Coincidentally, this Shelby was bid to $250,000 at Mecum’s Indianapolis auction in May 2015, against a pre-sale estimate of $300,000–$400,000. In October of that year, an ad appeared on Hemmings.com from Ron’s Toy Box, a dealership in Bettendorf, Iowa, offering the Shelby for $249,995. The dealership, which had taken the car in a trade, tried selling it on eBay in October 2017, and bidding stalled at $120,000.
The Mustang becomes a road racer
Powered by a Shelby-tweaked version of the Mustang’s high-performance 289-cubic-inch V-8 and featuring a Shelby-modified chassis, the 1965 GT350 was a loud, rough-riding, sub-3000-pound no-compromise machine. Competition models would win the SCCA B-Production Championship in 1965, ’66, and ’67.
Chassis and driveline changes made the 1966 GT350 somewhat less brutal to drive, though its raw character remained. Rear-exit exhaust replaced the side-exit pipes used in ’65; Plexiglas windows replaced the Mustang’s rear pillar vents; a steel hood replaced the fiberglass part used on the ’65 Shelby; and new quarter panel scoops fed cooling air to the rear brakes. The Mustang’s full gauge instrument panel and fold-down rear seat spruced up the cabin.
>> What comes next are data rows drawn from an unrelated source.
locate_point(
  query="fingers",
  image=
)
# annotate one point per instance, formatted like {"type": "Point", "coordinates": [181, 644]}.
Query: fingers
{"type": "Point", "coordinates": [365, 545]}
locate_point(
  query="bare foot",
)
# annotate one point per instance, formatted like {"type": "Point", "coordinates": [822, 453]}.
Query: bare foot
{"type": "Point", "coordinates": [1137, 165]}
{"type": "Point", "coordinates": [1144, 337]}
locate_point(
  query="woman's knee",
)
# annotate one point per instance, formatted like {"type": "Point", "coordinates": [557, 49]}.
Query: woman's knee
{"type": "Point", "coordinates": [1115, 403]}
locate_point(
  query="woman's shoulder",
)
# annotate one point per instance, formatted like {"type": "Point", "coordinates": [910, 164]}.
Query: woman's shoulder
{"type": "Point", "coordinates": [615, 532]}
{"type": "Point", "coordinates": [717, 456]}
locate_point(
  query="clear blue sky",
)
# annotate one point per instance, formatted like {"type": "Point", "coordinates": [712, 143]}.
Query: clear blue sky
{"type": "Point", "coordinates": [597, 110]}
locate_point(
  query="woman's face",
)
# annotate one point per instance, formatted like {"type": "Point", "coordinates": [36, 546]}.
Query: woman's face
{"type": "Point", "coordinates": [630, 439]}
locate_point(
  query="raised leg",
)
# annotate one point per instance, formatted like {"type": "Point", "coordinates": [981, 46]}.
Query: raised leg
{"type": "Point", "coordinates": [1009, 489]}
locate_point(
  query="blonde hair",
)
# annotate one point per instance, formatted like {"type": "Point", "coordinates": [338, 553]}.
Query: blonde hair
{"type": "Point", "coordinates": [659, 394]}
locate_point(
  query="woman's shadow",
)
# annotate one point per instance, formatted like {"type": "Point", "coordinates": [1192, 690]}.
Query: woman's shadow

For 1966, color choices were expanded beyond the Wimbledon White offered in 1965 to include Candy Apple Red, Sapphire Blue, Ivy Green, and Raven Black. Howard Pardee, the 1965 and 1966 GT350 registrar for the Shelby American Automobile Club, confirms that 305 of the ’66 models were Ivy Green, although colors of five cars remain unknown. Shelby made a very small number of 1966 GT350 convertibles and drag racers.
A pampered life
This GT350 was ordered on June 27, 1966 and shipped to Stark Hickey Ford in Royal Oak, Michigan. The distinctive 10-spoke alloy wheels were optional for $268. The car’s first owners, Norm and Donna Ruby, added miles sparingly, and service records show an oil pan replacement in November 1966. By 1981, the car had been driven 5800 miles.
In August 1982, the GT350 took second in the SAAC Concours d’Elegance at Great Gorge in New Jersey. Carroll Shelby’s autograph adorns the glove box door. According to history relayed by Mecum, a later owner inquired about buying the car when he saw it at a Shelby meet. The GT350’s owner promised to call if he decided to sell, and he did just that—nearly three decades later. The car changed hands and, all told, had at least five owners before Ron’s Toy Box took possession, according to SAAC information.
The Shelby Registry listing for #2086 in June 2010 indicated the car having 6784 miles along with original paint, interior, wheels and tires, engine, and drivetrain. The GT350 was driven 116 miles from then until the Mecum Kissimmee auction in January, where a collector in the western U.S. acquired it.